Em alguns locais é preciso, em outros, não. O governo tem apostado em uma certa liberdade durante a Copa, mas não sei o trâmite se eu precisar ir numa farmácia ou ir jantar. Minha experiência internacional é limitada, não tenho grandes viagens no meu currículo. Tudo novo.
A Globo fez algum manual de conduta para os profissionais?
Não fez nenhum manual, foi por conta minha. Tenho medo de faltar com respeito sem querer, quero respeitar os padrões, é a cultura do país e não posso transformar do meu jeito. Mais uns 15 dias e eu vou afinar isso para ver como vai ficar a coisa do dia a dia, sobre bebidas alcoólicas, por exemplo [a lei muçulmana proíbe consumo e a entrada de mulheres em bares]. Estou estudando. Todas as conversas que tive até agora com essas colegas têm sido positivas em relação à liberdade do dia dia.
Você teme machismo e cancelamento por ser uma mulher comentarista de Copa?
Cancelamento comigo é muito comum, vivo essa vida desde que opino. As pessoas enxergam que mulher não pode dar opinião. Eu imagino que vai haver críticas, gente que não vai concordar, isso é a graça, não quero que concordem porque sou mulher, quero que respeitem e escutem. Quando dizem que seu ponto de vista não vale você pelo menos está sendo ouvido. O cancelador tem responsabilidade de engajamento negativo. Ao longo dos últimos anos muitas mulheres foram canceladas: Luísa Sonza, Anitta, Manuela d’Ávila. No Brasil, há quase um convite para não opinar se você é mulher. Tentativa opressora de tentar te assustar, mas estou casca grossa. Acredita que já fui cancelada por dizer que não gostava de sair com camisa de time?
Recentemente você criticou quem gostava de Coldplay...
Eu achei engraçado, foi na hora do show [no Rock in Rio], sei que muitos gostam bastante, mas vi gente levando a sério um assunto bobo, fizeram textão, análise de marketing sobre a banda. Lamento que no momento mais importante da minha carreira eu tenha que falar sobre um tuíte, algo bem menor. Quem gosta de mim ficou mais preocupado do que eu.
Você já está acostumada com cancelamentos?
Já fui cancelada mais de 20 vezes. Se eu falasse que não gosto de cadeira na cor vermelha alguém criticaria. Mas faço muita terapia e isso ajuda a diminuir a pressão. Acho mais engraçado do que triste. Até 2020 eu ficava chateada. O fator Robinho [ela criticou a possível contratação dele pelo Santos sendo um condenado por estupro] mudou minha relação com as redes. Algumas pessoas não queriam que eu estivesse ali. E, se eu for eu mesma, continuarei a ser atacada, então terapia tem me feito bem. Semana que vem falarei algo e vou ser cancelada de novo.
Se na Copa de 2026, a Globo tiver mais comentaristas mulheres na transmissão, você se sentirá pioneira?
Acho que sim, gosto de olhar minha trajetória. Sempre falei sobre mulheres e para mulheres. Recentemente, a emissora fez um evento interno e eu entendi o quanto outras mulheres se identificam com a minha história. Gosto de notar que abri caminho dentro da principal rede de televisão do país. Espero ser uma comentarista melhor para daqui quatro anos, pois vou querer fazer seleção brasileira de novo em 2026. Quem sabe com uma narradora ao meu lado?
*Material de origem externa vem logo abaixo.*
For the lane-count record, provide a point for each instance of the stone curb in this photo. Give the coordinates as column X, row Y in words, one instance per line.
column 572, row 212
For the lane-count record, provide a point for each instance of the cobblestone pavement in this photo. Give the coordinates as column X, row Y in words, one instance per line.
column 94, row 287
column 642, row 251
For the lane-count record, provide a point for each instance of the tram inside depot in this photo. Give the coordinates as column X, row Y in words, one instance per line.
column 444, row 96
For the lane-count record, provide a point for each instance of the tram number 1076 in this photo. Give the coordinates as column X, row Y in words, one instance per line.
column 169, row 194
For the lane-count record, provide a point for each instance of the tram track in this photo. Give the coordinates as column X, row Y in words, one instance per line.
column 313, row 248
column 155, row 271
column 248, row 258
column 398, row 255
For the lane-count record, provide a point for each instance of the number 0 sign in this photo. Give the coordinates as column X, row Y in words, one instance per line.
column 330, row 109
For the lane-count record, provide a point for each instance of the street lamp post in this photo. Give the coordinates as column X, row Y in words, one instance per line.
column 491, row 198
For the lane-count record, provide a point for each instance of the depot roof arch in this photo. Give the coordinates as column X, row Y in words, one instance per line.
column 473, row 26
Virar a comentarista fixa da seleção é um dos seus maiores objetivos?
Há um fator que é o envelhecimento da mulher no vídeo. As mulheres não envelhecem na TV, temos vida útil curta [Ana tem 37 anos]. Quem sabe não serei que nem a Doris Burke, comentarista e locutora da ESPN americana que cobre NBA [aos 57 anos]. Não faço muitos planos para o futuro, mas tenho sonhos.
Muita gente que não se liga muito em esporte diz que você fala de forma didática na TV.
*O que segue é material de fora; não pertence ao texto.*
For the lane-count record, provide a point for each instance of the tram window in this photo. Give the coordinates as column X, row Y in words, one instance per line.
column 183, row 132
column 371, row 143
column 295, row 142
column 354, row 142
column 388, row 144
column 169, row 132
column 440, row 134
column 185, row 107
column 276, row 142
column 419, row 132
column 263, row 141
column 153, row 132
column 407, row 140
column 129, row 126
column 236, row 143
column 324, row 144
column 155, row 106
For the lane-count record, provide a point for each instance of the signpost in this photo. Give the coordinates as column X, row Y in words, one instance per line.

Isso é uma preocupação minha desde o rádio. Trabalhei na Rádio Globo AM por seis anos e sabia que só uma linguagem acadêmica não atingiria todo o público. Esse foi meu crescimento, entender a melhor linguagem e me sentir confortável para usá-la. Minha linguagem é hoje o meu principal patrimônio, e o Encontro e a Fátima Bernardes me ajudaram, pois por vezes tínhamos oito minutos no programa para falar de quatro, cinco jogos da rodada e ainda comentar sobre algum caso de racismo, homofobia. Falo como se estivesse em casa com amigos.